Mixed up feelings and mixed up thoughts have overrun the brain and I can no longer function correctly. The brain does not want to think so the mouth just stops and if it doesn't it only says incoherent sentences that I cannot even make sense of.
Everyone feels this way at one point in their life and sometimes more than once; if not many for others.
One thing I do know....it feels good to cry....it feels good to yell....it feels good to scream WHY?!?!?!
The tears fall, the heart breaks but the day goes on and then comes the night....and then the day again. It feels like forever in an instant....if that makes sense?!
My heart hurts, my eyes hurt, my brain hurts....but most of all my soul hurts. It is like the feeling you get when you cannot comfort your child's pain....helpless and alone.
What more is there to do? Get up again tomorrow and keep trudging on.

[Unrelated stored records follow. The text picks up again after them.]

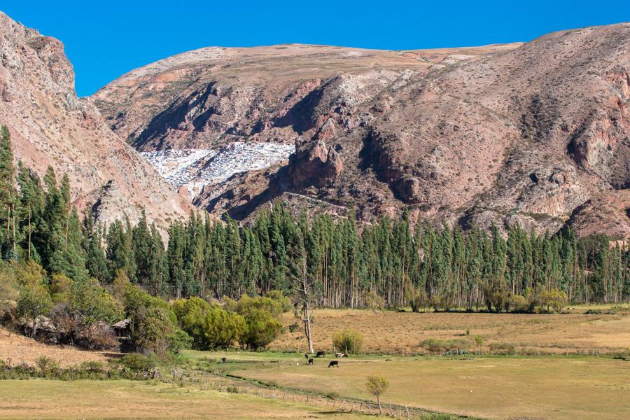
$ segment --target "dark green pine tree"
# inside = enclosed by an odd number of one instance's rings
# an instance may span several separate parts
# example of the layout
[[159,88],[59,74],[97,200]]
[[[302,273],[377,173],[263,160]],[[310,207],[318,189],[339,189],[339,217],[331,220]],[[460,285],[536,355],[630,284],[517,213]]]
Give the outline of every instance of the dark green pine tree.
[[85,267],[90,276],[104,284],[112,278],[108,268],[107,258],[103,248],[103,232],[100,225],[94,225],[92,211],[88,211],[83,220],[84,248],[85,250]]
[[0,128],[0,251],[4,258],[17,259],[15,169],[8,128]]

The tightness in my chest will subside,
the tears will come to a halt until a memory flashes into my thoughts,
the hurt may never go away but it will lessen,
and the sadness....well, I will always feel the sadness but it will remind me everyday of how much I love you! <3 <3 <3

I have fallen down so hard I thought I would never be able to get back up again. I have lost everything that meant the world to me and felt like dying. I thought I would never feel whole again or be able to live life with a little joy in it. God never gave up on me thankfully....even though I cursed him many times. Recovery, happiness, joy, family etc....all these are possible with work, forgiveness, acceptance and faith.